Hij stichtte het Romeinse keizerrijk. Hij werd hierna bekend als keizer Augustus. Binnen het
Romeinse imperium begon een lange tijd van rust en vrede, de Pax Romana. De
Romeinen waren erg succesvol in het uitbreiden van hun wereldrijk. Dit kwam door de
goede organisatie van hun rijk en het respect voor andere godsdiensten en culturen van
andere volken. Zo gaven ze andere volken de kans mee te profiteren van de Romeinse
welvaart en cultuur. Verder was ook de kracht van het leger (discipline, hardheid en
organisatietalent) zeer belangrijk. Aan de randen van het rijk kwamen legioenen die de
grenzen bewaakten tegen tegenstanders. Door de Romeinse verovering van Griekenland
ontstond er een mengcultuur. De Romeinen waren erg onder de indruk van de Griekse
cultuur en hun wetenschap. De Griek-Romeinse cultuur verspreidde zich door heel het rijk.
De Griekse invloed in het rijk werd overheersend en naast het Latijn werd ook de Griekse
taal veel gebruikt. De volkeren in het westen werden geromaniseerd. Dit houdt in dat in
veroverde gebieden de Grieks-Romeinse cultuur steeds meer werd toegepast en dit ook
merkbaar was. Het leger speelde hierin een belangrijke rol omdat ze veel contact met de
lokale bevolking hadden. In de 3e eeuw n.C raakte het Romeinse rijk in verval. Het aantal
inwoners daalde door epidemieën en de handel en productie nam af. Germaanse stammen
drongen het rijk binnen (vernielingen). Eind 4e eeuw kwamen volksverhuizingen op gang.
Het oosten hield stand, het westen niet. Het rijk werd in 395 gesplitst in het Oost- en het
West-Romeinse rijk met beide een eigen keizer. West werd doordrongen door de
Germanen, in 476 zetten ze de laatste keizer af en vervingen ze die door een eigen koning.
Hiermee was het westerse deel verloren. Het oosten hield nog duizend jaar stand totdat in
1453 de hoofdstad Constantinopel werd veroverd door de Turken.
- Kenmerkend aspect: het Romeinse imperium en de verspreiding van de Grieks-
Romeinse cultuur
2.3 De Grieks-Romeinse cultuur
De oude Griekse beeldhouwkunst was sterk beïnvloed door de Egyptische kunst.
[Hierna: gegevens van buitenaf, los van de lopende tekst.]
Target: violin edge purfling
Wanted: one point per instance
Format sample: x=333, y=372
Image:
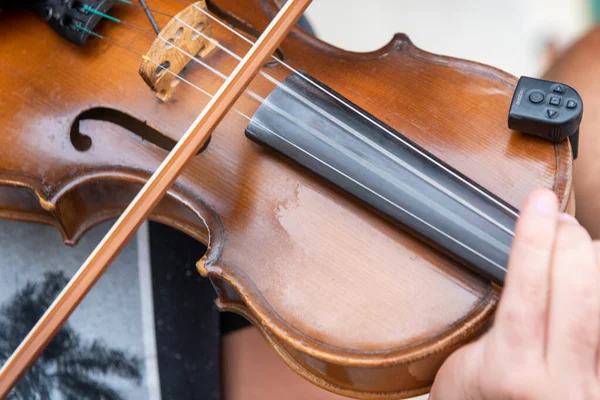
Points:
x=365, y=317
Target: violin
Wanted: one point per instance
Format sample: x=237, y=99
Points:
x=358, y=208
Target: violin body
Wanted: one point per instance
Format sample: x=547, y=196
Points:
x=349, y=299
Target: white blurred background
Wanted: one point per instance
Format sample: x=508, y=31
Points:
x=513, y=35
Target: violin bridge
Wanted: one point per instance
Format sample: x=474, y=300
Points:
x=173, y=47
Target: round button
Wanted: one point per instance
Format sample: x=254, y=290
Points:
x=536, y=97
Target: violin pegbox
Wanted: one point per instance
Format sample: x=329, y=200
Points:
x=184, y=36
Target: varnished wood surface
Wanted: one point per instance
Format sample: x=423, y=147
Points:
x=145, y=201
x=349, y=300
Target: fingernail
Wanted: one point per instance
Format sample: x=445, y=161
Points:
x=545, y=202
x=567, y=218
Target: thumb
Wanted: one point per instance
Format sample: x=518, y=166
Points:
x=458, y=378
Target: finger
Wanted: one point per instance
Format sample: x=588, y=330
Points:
x=596, y=245
x=522, y=312
x=574, y=313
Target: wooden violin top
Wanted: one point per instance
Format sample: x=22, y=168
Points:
x=349, y=299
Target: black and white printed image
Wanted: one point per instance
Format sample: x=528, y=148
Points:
x=100, y=352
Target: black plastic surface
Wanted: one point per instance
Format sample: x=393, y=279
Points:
x=347, y=146
x=64, y=15
x=547, y=109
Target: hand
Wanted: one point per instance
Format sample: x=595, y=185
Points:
x=545, y=341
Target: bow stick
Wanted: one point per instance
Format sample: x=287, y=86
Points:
x=141, y=206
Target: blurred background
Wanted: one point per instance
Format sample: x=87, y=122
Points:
x=518, y=36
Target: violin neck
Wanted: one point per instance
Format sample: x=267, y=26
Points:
x=324, y=132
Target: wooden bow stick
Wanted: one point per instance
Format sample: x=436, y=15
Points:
x=156, y=187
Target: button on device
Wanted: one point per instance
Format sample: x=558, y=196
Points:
x=555, y=120
x=536, y=97
x=555, y=101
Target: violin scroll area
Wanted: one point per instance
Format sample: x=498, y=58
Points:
x=186, y=36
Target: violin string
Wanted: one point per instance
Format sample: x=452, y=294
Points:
x=336, y=170
x=325, y=114
x=354, y=109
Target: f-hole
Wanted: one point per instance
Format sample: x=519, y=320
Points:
x=83, y=142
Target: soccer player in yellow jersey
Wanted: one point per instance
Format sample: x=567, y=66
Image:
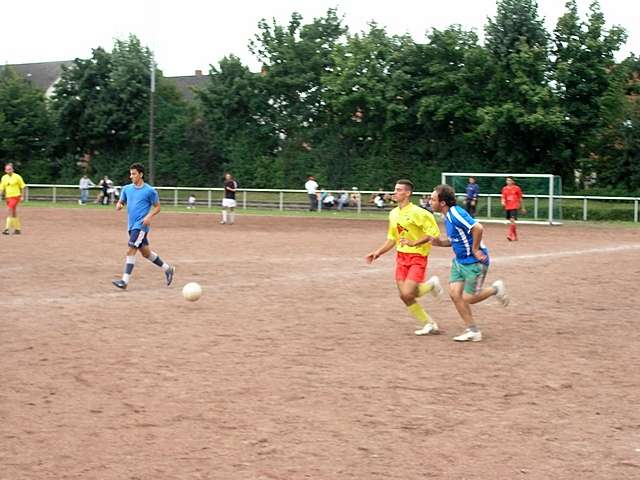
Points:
x=12, y=186
x=410, y=230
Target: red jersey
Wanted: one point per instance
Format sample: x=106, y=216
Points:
x=511, y=196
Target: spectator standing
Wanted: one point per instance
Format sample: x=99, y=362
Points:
x=85, y=184
x=512, y=202
x=311, y=186
x=472, y=192
x=343, y=201
x=229, y=200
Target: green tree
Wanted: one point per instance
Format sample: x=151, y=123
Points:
x=236, y=113
x=101, y=103
x=25, y=127
x=294, y=58
x=521, y=122
x=587, y=86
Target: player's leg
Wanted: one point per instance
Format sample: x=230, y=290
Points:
x=9, y=220
x=17, y=225
x=410, y=273
x=154, y=258
x=512, y=236
x=129, y=264
x=432, y=286
x=458, y=283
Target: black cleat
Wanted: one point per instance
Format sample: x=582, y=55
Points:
x=169, y=275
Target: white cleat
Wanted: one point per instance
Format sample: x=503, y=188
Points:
x=429, y=328
x=469, y=336
x=501, y=292
x=436, y=287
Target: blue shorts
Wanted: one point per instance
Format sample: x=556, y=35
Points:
x=138, y=238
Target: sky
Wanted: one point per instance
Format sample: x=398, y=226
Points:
x=191, y=35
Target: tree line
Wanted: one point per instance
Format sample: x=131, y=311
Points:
x=350, y=108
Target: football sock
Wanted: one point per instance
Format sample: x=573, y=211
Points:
x=419, y=313
x=130, y=262
x=155, y=259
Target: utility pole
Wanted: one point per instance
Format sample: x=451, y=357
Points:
x=152, y=101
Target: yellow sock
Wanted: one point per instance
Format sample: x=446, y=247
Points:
x=419, y=313
x=424, y=288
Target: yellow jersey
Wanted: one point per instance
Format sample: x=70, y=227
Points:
x=12, y=185
x=412, y=223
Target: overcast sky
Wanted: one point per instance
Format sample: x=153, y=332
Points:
x=187, y=35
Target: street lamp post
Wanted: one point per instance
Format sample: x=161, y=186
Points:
x=152, y=101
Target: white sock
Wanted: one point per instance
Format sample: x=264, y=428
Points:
x=130, y=262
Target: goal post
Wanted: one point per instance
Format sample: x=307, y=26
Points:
x=541, y=194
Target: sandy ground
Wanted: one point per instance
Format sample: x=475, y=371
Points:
x=300, y=361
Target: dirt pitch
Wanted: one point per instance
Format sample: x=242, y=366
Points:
x=300, y=362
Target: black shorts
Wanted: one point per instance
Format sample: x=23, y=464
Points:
x=512, y=214
x=138, y=238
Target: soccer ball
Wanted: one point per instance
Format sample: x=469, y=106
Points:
x=191, y=291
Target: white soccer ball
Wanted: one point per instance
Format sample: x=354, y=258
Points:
x=192, y=291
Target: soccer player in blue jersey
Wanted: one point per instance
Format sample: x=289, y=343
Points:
x=143, y=204
x=470, y=264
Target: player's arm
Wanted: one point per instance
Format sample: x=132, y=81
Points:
x=152, y=213
x=388, y=245
x=477, y=230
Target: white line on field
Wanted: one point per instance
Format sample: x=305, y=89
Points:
x=322, y=273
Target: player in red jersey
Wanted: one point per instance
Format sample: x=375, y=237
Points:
x=512, y=202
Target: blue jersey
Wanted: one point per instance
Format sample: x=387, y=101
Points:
x=139, y=201
x=472, y=191
x=459, y=224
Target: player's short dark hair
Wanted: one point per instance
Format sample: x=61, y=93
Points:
x=406, y=183
x=138, y=167
x=446, y=194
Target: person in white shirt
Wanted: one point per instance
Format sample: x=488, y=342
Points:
x=311, y=186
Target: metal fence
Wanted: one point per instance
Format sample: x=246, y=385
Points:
x=572, y=207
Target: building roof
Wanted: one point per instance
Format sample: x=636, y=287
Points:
x=185, y=84
x=43, y=74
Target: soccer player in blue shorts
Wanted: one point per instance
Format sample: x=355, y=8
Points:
x=143, y=204
x=470, y=264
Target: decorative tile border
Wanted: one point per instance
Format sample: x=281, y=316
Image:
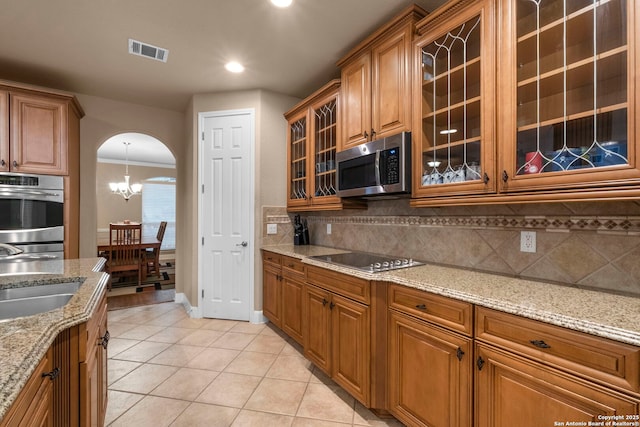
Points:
x=608, y=224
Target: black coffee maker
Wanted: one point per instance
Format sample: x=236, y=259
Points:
x=300, y=231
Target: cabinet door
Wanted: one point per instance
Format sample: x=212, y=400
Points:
x=39, y=134
x=454, y=151
x=356, y=101
x=292, y=300
x=391, y=85
x=567, y=94
x=272, y=294
x=4, y=131
x=324, y=139
x=351, y=349
x=511, y=390
x=317, y=327
x=298, y=161
x=430, y=373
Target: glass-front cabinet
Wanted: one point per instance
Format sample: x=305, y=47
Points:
x=311, y=151
x=454, y=125
x=566, y=95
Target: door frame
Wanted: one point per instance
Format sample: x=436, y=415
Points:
x=253, y=315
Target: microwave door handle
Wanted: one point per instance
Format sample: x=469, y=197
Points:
x=378, y=167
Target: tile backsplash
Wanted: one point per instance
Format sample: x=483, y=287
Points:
x=592, y=245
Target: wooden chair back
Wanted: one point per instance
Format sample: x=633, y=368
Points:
x=125, y=249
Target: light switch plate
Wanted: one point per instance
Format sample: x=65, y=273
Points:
x=528, y=241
De
beelden waren net als in Egypte stijf en plat, met emotieloze gezichten In de klassieke
periode van de Griekse cultuur (5e en 4e eeuw) kregen de beelden natuurlijke houdingen en
levendige gezichten. De beelden werden vooral van goden, halfgoden en helden gemaakt.
De Grieken namen ook de zuilen van de Egyptenaren over. De Dorische stijl had strakke
lijnen en robuuste, sobere zuilen die de dakconstructie droegen. De Ionische stijl had zuilen
met voet en bovenstuk met krulversieringen. De Korinthische stijl was nog uitbundiger
versierd. Ook de Romeinen ontwikkelden hun eigen stijl. De Romeinen gingen realistische
portretten uit steen houwen. De Grieken wilden juist perfectie nastreven. Ook in de
architectuur ontwikkelden de Romeinen een eigen vormentaal. Hierin gebruikten ze vooral
bogen, koepels en gewelven van baksteen, beton of kalksteen. Een kenmerkend Romeins
bouwwerk was het aquaduct, hiermee werden steden van schoon water voorzien. De
Romeinen hadden nog geen pompen dus lieten ze het water met een klein verval naar
beneden stromen. De Romeinen namen ook het theater van de Grieken over. De meeste
hiervan hadden een halfronde vorm, maar ze bouwden ook amfitheaters. Het publiek zat
hier rondom en werd gebruikt voor onder andere gladiatoren gevechten met wilde dieren.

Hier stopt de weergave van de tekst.